The CT data were analyzed using measurement software (LANDmarker Direct, version 6.11; iCAT, Osaka, Japan). The lowest posterior point of the maxillary tuberosity (MT), the most lateral lowest point of the pterygomaxillary fissure (PF), the central lowest point of the alveolar crest through which the extended line of the infrazygomatic crest passes (A), and the greater palatine canal (GPC) were defined ( Fig. 1 ). The following distances were measured: (1) residual alveolar bone height: linear distance from point A to the maxillary sinus floor on the line perpendicular to the FH plane including point A in sagittal view ( Fig. 1 B); (2) MT–PF: the linear distance between the MT and the PF in panoramic view ( Fig. 2 ); (3) MT–PF angle: the angle between the plane parallel to the FH plane including MT and the MT–PF line in panoramic view ( Fig. 2 ); (4) A–PF: the linear distance between point A and the PF in panoramic view ( Fig. 2 ); (5) A–PF angle: the angle between the plane parallel to the FH plane including point A and the A–PF line in panoramic view ( Fig. 2 ); (6) PF–GPC: the shortest distance between the PF and GPC in axial view ( Fig. 3 ).

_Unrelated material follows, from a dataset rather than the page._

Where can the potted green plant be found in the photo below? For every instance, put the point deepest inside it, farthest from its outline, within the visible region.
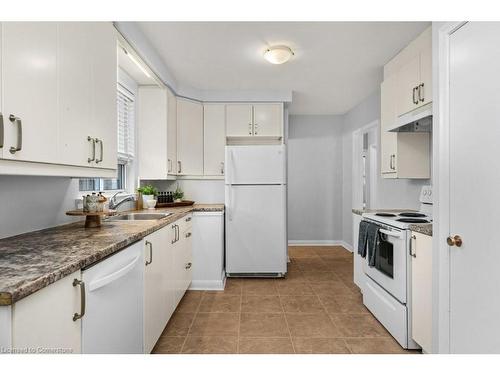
(148, 192)
(178, 194)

Using a lateral approach, a fan-shaped incision was made on the lateral part of the head of each sample to remove the temporal and masseter muscles. The zygomatic arch was then dissected at both ends of the masseter muscle, turned downwards, and removed. The mandibular ramus above the mandibular foramen was dissected, and the temporal muscle was turned upwards to identify the maxillary artery. Then, the vessels within the pterygopalatine fossa that were peripheral to the maxillary artery were identified and dissected, along with the MT and PF. Finally, soft tissues around the pterygopalatine fossa (excluding the vessel peripheral to the maxillary artery) were removed, leaving only the maxillary bone, the palatal bone, and the lateral plate of the pterygoid process of the sphenoid bone. The samples were placed on a flat experimental table with the FH plane parallel to the table surface. The shortest distances between the MT and the descending palatine artery (DPA) (MT–DPA), between the PF and DPA (PF–DPA), and between the alveolar crest and the posterior superior alveolar artery (PSAA) (AC–PSAA) were measured directly using a caliper (N10S; Mitutoyo Corporation, Kanagawa, Japan) ( Fig. 4 ). ‘AC’ in the above ‘AC–PSAA’ indicates the point on the alveolar crest at which the distance between the alveolar crest and the PSAA is shortest. The shortest distance between point A and the DPA, as well as the distance between the PF and the greater palatine artery, could not be measured directly.